Je suivis son conseil ; au lieu de me mettre au lit, je m’assis dans un fauteuil, et ne m’arrêtai pas avant d’avoir lu Penthélisée d’un bout à l’autre, quand déjà l’aube blanchissait l’horizon. Puisse aucun admirateur du grand romancier du vingtième siècle ne m’en vouloir, si j’avoue que je fus moins émerveillé de ce qui se trouve dans ce livre que de ce qui ne s’y trouve pas ! Les écrivains de mon époque auraient jugé plus facile de faire des briques sans paille, que de composer un roman d’où seraient exclus tous les effets tirés des contrastes de la richesse et de la pauvreté, de l’instruction et de l’ignorance, de la grossièreté et du raffinement, tous les motifs de la fierté et de l’ambition sociale, les préoccupations sordides pour soi et les siens, le désir d’être riche et la crainte de la misère ; bref, un roman d’amour, mais d’un amour non entravé par les obstacles artificiels que créent les différences de fortune et de situation, un amour ne connaissant d’autres lois que celles du cœur.

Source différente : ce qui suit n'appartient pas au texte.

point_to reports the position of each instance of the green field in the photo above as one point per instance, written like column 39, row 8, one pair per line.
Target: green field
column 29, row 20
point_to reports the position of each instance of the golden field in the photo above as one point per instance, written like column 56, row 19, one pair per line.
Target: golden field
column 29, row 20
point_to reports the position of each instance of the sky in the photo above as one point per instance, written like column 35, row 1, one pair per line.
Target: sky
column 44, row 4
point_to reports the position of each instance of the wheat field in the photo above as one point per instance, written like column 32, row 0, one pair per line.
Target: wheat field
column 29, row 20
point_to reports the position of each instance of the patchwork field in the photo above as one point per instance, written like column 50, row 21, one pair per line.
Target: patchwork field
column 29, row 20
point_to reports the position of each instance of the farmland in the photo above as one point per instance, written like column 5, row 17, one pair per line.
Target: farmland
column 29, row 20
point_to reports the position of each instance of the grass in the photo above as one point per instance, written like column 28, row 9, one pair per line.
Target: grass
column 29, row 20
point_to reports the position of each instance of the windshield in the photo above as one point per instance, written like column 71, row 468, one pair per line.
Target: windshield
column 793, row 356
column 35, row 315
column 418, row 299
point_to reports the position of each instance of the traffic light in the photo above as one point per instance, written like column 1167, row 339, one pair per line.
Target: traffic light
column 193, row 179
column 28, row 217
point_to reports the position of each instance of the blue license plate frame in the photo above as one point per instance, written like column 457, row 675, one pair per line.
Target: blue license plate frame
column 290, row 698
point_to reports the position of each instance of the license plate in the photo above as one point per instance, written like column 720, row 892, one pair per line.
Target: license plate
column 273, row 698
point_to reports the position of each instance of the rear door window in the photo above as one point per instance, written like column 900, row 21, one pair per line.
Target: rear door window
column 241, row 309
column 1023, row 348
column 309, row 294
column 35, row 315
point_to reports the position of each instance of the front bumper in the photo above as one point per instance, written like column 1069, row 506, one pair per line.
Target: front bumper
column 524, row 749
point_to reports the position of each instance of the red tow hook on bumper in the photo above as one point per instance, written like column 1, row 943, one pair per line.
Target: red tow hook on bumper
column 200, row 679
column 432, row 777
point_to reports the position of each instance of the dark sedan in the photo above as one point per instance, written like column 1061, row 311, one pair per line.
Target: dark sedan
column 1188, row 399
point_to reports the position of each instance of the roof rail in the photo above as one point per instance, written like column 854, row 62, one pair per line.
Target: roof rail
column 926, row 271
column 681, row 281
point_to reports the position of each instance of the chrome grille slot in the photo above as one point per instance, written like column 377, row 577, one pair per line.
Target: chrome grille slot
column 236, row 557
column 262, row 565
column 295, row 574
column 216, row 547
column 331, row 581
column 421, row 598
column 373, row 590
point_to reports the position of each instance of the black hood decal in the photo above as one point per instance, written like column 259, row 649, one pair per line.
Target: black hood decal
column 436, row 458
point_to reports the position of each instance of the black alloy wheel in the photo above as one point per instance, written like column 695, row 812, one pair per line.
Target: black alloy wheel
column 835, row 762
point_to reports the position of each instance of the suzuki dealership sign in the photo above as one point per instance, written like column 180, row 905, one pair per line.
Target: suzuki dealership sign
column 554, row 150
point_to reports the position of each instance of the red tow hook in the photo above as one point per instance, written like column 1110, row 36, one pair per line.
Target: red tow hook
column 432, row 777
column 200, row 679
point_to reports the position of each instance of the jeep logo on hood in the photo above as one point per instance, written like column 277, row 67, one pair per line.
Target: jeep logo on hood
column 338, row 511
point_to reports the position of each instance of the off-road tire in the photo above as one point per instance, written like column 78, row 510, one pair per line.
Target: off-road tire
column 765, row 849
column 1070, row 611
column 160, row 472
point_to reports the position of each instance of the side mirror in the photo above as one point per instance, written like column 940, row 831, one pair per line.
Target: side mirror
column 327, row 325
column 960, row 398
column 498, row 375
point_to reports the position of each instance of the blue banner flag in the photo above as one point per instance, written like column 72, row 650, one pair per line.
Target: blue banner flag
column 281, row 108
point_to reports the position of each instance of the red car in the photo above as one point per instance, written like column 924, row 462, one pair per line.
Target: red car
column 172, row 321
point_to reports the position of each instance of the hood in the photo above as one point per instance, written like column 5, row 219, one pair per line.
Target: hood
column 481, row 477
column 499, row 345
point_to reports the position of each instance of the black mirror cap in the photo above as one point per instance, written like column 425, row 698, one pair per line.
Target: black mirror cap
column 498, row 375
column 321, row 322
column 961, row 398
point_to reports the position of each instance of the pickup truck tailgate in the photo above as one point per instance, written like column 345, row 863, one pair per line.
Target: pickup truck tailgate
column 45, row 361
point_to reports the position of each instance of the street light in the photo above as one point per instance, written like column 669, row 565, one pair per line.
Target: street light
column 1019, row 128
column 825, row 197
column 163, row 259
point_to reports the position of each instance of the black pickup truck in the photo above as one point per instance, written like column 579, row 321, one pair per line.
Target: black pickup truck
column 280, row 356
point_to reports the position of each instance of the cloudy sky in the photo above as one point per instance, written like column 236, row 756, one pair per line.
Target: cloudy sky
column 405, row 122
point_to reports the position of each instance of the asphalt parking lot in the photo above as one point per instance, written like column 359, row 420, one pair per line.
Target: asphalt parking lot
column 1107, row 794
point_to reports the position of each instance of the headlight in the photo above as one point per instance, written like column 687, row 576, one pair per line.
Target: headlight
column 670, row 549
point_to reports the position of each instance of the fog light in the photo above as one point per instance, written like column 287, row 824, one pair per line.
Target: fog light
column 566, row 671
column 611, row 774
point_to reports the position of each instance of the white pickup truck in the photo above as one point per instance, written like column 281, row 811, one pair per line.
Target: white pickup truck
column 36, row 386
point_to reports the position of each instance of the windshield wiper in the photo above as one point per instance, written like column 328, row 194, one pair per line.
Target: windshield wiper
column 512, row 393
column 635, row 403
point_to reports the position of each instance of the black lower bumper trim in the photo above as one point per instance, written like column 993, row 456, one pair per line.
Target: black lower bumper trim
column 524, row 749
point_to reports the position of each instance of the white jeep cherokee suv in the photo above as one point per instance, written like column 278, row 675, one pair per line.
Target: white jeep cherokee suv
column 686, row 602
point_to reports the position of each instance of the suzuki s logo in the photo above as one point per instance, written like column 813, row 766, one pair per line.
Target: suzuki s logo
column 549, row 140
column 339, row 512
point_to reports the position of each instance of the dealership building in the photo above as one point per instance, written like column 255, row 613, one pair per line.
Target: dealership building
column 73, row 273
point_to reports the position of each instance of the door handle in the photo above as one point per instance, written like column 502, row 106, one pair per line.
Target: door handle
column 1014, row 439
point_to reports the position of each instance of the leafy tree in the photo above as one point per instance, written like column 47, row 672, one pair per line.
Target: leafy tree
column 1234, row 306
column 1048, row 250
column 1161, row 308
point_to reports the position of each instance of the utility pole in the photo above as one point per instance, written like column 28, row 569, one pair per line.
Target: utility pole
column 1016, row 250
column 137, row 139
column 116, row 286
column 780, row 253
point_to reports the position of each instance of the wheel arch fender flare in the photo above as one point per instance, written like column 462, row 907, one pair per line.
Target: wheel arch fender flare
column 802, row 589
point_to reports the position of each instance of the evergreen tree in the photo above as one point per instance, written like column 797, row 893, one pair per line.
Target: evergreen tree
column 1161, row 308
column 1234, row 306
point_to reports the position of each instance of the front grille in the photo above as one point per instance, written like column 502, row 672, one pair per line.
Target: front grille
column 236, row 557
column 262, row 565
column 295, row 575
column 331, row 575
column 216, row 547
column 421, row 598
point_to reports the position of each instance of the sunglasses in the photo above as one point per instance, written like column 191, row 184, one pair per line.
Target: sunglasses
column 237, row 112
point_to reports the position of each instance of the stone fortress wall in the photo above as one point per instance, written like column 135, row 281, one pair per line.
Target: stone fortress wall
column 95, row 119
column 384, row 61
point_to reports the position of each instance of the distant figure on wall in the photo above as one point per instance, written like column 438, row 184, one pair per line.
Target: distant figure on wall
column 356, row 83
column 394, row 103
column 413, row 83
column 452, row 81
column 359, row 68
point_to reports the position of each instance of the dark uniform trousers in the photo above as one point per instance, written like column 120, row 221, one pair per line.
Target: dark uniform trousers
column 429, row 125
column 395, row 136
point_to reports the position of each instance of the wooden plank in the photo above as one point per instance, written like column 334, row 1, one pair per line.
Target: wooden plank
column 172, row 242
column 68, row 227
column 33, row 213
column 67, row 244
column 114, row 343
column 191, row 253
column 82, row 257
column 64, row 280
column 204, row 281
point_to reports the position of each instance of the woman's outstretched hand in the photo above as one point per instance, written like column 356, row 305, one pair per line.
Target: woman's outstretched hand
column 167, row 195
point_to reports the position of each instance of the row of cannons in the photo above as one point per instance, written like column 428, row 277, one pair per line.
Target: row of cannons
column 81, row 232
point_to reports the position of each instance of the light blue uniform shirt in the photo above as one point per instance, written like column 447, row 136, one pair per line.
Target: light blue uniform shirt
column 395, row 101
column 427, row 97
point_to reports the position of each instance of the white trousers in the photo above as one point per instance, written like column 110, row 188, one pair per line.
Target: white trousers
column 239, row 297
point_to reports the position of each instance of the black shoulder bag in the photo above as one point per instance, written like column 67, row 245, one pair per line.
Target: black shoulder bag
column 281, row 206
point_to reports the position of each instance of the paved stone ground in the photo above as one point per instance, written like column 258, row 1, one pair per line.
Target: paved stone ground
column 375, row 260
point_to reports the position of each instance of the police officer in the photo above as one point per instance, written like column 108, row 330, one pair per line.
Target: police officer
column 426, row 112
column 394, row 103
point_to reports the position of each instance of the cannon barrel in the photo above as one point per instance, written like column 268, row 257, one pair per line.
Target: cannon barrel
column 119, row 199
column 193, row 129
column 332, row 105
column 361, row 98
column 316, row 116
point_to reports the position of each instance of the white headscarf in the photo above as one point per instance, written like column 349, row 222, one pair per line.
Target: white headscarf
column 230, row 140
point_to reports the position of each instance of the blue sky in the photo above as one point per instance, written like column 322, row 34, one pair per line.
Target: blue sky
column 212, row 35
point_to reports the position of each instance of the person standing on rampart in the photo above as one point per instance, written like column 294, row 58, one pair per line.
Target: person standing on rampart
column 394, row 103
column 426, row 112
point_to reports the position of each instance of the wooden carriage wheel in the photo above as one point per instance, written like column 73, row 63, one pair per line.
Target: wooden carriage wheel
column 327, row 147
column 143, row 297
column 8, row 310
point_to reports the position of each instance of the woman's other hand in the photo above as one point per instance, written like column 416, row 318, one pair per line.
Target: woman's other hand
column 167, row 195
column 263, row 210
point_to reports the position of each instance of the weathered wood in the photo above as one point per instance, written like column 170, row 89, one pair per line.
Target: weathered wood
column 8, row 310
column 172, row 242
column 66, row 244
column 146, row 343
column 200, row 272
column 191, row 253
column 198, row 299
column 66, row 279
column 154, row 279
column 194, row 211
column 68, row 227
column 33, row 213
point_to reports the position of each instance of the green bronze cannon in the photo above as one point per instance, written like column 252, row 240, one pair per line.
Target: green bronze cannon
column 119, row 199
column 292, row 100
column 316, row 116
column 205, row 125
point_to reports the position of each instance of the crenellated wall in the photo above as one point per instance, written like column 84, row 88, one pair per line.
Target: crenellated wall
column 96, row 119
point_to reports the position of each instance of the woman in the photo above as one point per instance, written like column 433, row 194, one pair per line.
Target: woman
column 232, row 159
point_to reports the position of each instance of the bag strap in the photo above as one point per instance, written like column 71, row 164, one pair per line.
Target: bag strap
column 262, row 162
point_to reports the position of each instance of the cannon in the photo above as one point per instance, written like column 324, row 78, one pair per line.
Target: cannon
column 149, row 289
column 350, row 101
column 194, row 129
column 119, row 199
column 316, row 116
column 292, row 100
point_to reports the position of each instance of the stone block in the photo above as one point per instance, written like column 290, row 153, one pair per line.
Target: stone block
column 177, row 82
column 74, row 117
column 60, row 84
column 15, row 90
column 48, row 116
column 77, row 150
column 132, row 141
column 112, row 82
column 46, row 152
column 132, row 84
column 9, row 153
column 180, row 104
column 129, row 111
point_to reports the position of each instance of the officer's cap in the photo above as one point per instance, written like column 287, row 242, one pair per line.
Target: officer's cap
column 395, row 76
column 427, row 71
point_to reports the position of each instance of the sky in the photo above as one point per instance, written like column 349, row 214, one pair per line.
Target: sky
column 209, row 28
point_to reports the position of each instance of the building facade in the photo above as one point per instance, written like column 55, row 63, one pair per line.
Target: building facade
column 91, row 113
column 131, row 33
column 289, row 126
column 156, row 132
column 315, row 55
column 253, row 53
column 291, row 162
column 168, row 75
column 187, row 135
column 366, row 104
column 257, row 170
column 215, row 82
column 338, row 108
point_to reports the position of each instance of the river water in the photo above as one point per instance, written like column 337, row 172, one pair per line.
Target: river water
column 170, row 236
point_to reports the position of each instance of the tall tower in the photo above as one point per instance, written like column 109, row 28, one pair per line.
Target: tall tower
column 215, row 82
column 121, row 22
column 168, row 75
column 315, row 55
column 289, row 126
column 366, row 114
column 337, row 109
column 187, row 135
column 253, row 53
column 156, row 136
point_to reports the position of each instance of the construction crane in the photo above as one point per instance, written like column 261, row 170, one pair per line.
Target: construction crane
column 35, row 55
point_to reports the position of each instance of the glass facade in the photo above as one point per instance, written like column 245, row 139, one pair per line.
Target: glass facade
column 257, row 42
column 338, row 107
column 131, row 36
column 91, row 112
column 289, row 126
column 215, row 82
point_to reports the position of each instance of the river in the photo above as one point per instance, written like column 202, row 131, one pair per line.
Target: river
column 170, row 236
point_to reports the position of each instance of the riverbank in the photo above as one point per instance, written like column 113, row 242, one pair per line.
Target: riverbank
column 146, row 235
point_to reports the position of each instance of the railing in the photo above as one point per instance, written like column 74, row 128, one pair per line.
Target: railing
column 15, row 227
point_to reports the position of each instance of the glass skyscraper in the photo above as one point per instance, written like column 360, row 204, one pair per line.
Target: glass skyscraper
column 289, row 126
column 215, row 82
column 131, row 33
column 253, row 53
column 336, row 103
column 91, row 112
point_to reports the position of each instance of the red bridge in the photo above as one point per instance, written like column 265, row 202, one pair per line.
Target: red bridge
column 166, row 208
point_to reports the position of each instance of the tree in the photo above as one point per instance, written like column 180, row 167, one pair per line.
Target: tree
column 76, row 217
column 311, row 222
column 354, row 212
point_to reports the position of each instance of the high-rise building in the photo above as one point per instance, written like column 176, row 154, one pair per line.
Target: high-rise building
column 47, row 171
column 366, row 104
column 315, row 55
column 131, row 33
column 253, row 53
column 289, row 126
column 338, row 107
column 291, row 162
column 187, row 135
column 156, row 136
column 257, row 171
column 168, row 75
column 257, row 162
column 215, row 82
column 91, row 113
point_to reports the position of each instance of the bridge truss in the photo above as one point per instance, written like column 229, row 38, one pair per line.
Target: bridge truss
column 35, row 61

La lecture de Penthélisée me rendit plus de services que toutes les explications du monde, en me fournissant une esquisse de la physionomie sociale au vingtième siècle.

Les informations du docteur étaient certainement étendues et précises, mais elles m’avaient rempli l’esprit d’impressions multiples et incohérentes, que je n’avais jusqu’ici réussi que très imparfaitement à coordonner.

Berrian réunit les traits épars et en fit un tableau harmonieux.